Q1 2026 wurde noch hässlicher. Der Nettogewinn stürzte um 55 Prozent auf 4,09 Milliarden Yuan ab, und die Inlandsverkäufe von Pkw sanken den achten Monat in Folge . Die gesamten Q1-Verkäufe betrugen 700.463 Fahrzeuge – ein Minus von 30 Prozent gegenüber dem Vorjahr
. Der Preiskrieg, den BYD selbst angezettelt hat, um seine Konkurrenten zu zerstören, zerstört nun BYDs eigenes Geschäftsmodell
.
Batterie-Engpässe. Während BYD mit Hochdruck daran arbeitet, die Auslandsnachfrage in Verkäufe umzumünzen, sieht es sich einem selbstverschuldeten Engpass gegenüber: der Batterieversorgung. Chairman Wang räumte am 15. Mai 2026 ein, dass die Batteriekapazitäten des Konzerns extrem angespannt seien, was zu einem „Stau“ führe, der die Auslieferung mehrerer Modelle der Dynasty- und Ocean-Serien verzögere .
Zoll- und Handelsschranken. BYDs globale Offensive stößt auf zunehmenden Protektionismus. Der US-Markt ist für in China produzierte E-Autos durch Handelsschranken faktisch geschlossen. Die EU hat Zölle auf chinesische Elektrofahrzeuge verhängt, was BYD dazu zwingt, teure, lokalisierte Lieferketten in Ungarn, der Türkei und anderswo aufzubauen . Diese Investitionen werden Jahre brauchen, um sich auszuzahlen – und währenddessen zeigt der Margendruck im Heimatmarkt keine Anzeichen einer Entspannung.

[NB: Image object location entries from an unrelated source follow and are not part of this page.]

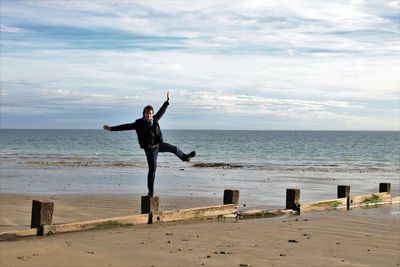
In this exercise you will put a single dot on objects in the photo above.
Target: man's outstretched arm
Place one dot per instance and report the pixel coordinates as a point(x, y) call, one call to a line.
point(163, 108)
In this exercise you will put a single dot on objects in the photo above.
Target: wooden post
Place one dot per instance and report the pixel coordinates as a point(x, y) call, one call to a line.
point(231, 196)
point(42, 213)
point(384, 187)
point(150, 204)
point(344, 192)
point(293, 199)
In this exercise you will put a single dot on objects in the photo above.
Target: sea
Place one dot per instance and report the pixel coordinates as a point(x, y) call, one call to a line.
point(260, 164)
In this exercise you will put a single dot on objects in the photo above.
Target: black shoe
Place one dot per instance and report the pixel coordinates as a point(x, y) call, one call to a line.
point(188, 157)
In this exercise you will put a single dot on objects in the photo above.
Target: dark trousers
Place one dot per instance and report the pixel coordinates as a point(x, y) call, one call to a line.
point(152, 154)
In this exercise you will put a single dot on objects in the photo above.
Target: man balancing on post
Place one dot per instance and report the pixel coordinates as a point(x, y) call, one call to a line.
point(151, 140)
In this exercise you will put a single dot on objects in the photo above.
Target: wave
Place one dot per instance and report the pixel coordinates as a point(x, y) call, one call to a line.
point(262, 166)
point(85, 164)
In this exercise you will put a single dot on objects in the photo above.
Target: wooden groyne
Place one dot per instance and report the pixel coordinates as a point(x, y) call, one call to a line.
point(42, 211)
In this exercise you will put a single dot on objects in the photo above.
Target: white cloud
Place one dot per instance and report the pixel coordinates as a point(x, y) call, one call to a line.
point(297, 60)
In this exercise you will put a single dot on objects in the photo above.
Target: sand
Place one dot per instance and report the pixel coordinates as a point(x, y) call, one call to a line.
point(360, 237)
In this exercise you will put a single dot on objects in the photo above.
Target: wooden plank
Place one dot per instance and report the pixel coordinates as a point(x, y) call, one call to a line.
point(371, 199)
point(195, 213)
point(337, 203)
point(18, 233)
point(99, 224)
point(260, 213)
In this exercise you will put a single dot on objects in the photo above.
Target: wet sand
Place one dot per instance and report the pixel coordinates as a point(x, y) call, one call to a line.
point(360, 237)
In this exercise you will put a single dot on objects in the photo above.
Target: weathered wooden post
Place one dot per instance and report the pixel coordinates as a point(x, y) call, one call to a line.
point(344, 192)
point(293, 199)
point(42, 213)
point(231, 196)
point(150, 204)
point(384, 187)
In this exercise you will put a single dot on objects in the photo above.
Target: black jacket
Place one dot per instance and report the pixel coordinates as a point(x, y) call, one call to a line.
point(148, 135)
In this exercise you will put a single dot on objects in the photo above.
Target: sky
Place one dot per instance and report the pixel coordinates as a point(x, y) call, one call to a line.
point(234, 65)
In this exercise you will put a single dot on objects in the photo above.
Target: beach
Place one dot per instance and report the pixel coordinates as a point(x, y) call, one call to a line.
point(359, 237)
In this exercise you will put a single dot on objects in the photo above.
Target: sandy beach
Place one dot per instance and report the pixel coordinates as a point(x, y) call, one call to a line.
point(360, 237)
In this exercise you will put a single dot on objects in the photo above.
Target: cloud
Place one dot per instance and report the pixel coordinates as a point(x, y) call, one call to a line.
point(299, 61)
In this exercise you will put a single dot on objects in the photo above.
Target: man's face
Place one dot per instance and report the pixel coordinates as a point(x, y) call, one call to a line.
point(148, 114)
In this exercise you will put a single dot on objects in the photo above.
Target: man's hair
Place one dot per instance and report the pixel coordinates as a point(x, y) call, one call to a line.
point(147, 108)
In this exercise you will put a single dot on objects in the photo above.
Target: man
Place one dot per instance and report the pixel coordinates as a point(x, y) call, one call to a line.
point(151, 140)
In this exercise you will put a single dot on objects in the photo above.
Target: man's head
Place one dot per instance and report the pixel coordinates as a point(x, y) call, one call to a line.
point(148, 112)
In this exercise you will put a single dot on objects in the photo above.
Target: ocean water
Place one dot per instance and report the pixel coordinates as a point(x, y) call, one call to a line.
point(262, 164)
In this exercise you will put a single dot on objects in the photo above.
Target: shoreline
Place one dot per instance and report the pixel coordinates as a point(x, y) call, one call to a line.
point(359, 237)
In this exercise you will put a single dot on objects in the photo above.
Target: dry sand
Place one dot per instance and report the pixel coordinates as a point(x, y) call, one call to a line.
point(360, 237)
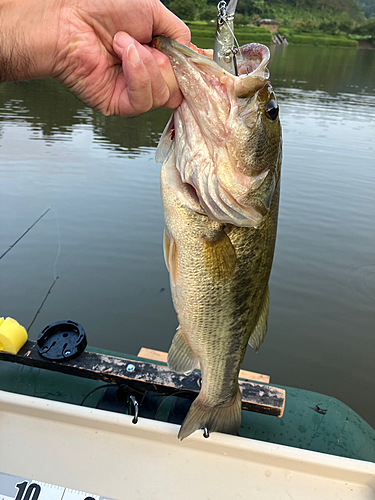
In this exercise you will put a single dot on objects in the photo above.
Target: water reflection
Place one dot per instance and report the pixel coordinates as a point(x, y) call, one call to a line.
point(100, 175)
point(53, 113)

BYDs Kernthese lautet, dass Volumen langfristig die Margenkompression besiegen wird. Genügend Autos weltweit zu verkaufen, so der Gedanke, senkt die Fixkosten pro Einheit. Gleichzeitig gleichen die höheren Erlöse pro Fahrzeug aus teureren Auslandsmärkten die Rabattschlachten im Inland aus.
Doch die Zahlen aus 2025 und Anfang 2026 deuten an, dass die Exportstärke den Druck aus dem Heimatmarkt noch nicht kompensieren kann . Das Unternehmen befindet sich in einem schmerzhaften Übergang: Es gibt Milliarden für Fabriken im Ausland aus, kämpft einen Preiskrieg, aus dem es kaum aussteigen kann, und verwaltet Batterie-Engpässe, die es daran hindern, Fahrzeuge in die Märkte mit den höchsten Margen zu liefern.
Wang Chuanfu hat gewarnt, dass die chinesische E-Auto-Industrie jetzt in eine „K.-o.-Phase“ für schwächere Spieler eingetreten sei . BYD ist fest entschlossen, als Letzter zu stehen. Ob seine Volumen-über-Marge-Strategie lange genug durchhält, damit das gelingt, ist die entscheidende Frage hinter seiner 2030-Ambition.